Northrop Grumman’s Aerospace Systems Division revealed here yesterday the latest in its growing active electronically steered antenna (AESA) radar family. The Scalable Agile Beam Radar (SABR) builds on the company’s expertise of developing AESA radars for the F-22, F-35 and F-16 Block 60. New panel array technology and new tile architecture has resulted in a lighter and more affordable X-band radar that can be retrofitted to several light tactical aircraft.
Initially the SABR team is targeting the F-16 (Block 50/52 and earlier). The company has built thousands of APG-66/68 mechanically scanned radars for the F-16, and sees a big market for upgrading the aircraft with an AESA. As its name suggests, the radar is scalable up or down to fit other types.
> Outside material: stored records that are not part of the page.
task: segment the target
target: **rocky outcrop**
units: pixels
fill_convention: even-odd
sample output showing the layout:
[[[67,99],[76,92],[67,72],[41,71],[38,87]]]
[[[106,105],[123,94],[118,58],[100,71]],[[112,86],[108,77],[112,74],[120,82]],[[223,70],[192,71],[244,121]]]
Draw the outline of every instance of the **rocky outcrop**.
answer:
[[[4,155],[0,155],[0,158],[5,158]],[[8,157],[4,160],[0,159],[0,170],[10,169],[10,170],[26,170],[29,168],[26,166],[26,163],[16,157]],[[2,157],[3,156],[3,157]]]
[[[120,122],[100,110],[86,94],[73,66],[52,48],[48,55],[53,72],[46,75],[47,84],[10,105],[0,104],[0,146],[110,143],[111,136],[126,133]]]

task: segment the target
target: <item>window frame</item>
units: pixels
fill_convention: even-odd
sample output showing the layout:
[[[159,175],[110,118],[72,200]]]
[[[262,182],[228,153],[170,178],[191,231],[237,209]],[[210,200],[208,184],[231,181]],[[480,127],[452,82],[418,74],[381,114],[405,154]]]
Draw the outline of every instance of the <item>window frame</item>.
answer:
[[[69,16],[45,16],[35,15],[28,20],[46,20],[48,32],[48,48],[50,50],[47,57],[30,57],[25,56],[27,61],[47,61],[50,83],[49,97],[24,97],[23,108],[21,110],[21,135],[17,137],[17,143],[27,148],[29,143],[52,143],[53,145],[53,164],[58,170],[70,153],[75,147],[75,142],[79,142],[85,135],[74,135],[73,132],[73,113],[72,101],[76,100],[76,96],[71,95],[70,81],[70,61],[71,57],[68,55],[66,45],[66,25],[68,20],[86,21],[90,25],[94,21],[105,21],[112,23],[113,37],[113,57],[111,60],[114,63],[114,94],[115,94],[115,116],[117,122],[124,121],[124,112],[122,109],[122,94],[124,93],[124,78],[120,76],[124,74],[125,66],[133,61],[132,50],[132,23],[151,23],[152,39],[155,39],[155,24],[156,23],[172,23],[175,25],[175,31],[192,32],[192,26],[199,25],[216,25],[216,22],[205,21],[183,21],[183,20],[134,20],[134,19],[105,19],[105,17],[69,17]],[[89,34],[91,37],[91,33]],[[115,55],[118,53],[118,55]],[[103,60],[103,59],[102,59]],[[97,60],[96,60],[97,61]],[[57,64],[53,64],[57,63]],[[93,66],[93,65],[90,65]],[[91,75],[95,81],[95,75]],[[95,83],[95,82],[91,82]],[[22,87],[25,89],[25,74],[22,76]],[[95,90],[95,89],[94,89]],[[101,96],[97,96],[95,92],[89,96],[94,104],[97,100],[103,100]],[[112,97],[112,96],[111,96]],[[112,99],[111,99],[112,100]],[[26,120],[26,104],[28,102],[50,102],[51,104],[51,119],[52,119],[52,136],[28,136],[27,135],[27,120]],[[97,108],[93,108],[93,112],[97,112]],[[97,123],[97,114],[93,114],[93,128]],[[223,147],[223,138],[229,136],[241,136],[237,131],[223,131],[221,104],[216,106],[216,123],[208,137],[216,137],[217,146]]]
Cost and installation are the driving factors behind the SABR. Publicly revealing the SABR for the first time, Chris Shepard, Northrop Grumman’s Business Development manager of F-16 Systems, wouldn’t comment on potential customers, performance or a notional cost, but did stress that the SABR offered full performance and would come at a considerably cheaper price than other AESAs. He added, “We are not competing with the APG-80” in a reference to the company’s AESA radar in the F-16 Block 60.
On the question of installation, Shepard explained, “We had to develop something that fit within the existing framework of size, weight, power and cooling. It needs to fit the existing electrical and physical interfaces. It has to be compatible with existing pilot/vehicle interfaces.” Removing the need for any aircraft modifications keeps the costs down.
Work on SABR has been going on for about a year, and Northrop Grumman has already checked a full-scale model of the radar for installation in an F-16. The company has begun manufacturing the transmit/receive tiles, and plans to fly a development SABR in its Sabreliner testbed before year-end. Northrop Grumman equipped that aircraft with a replica of the F-16’s avionics system and an F-16 radome.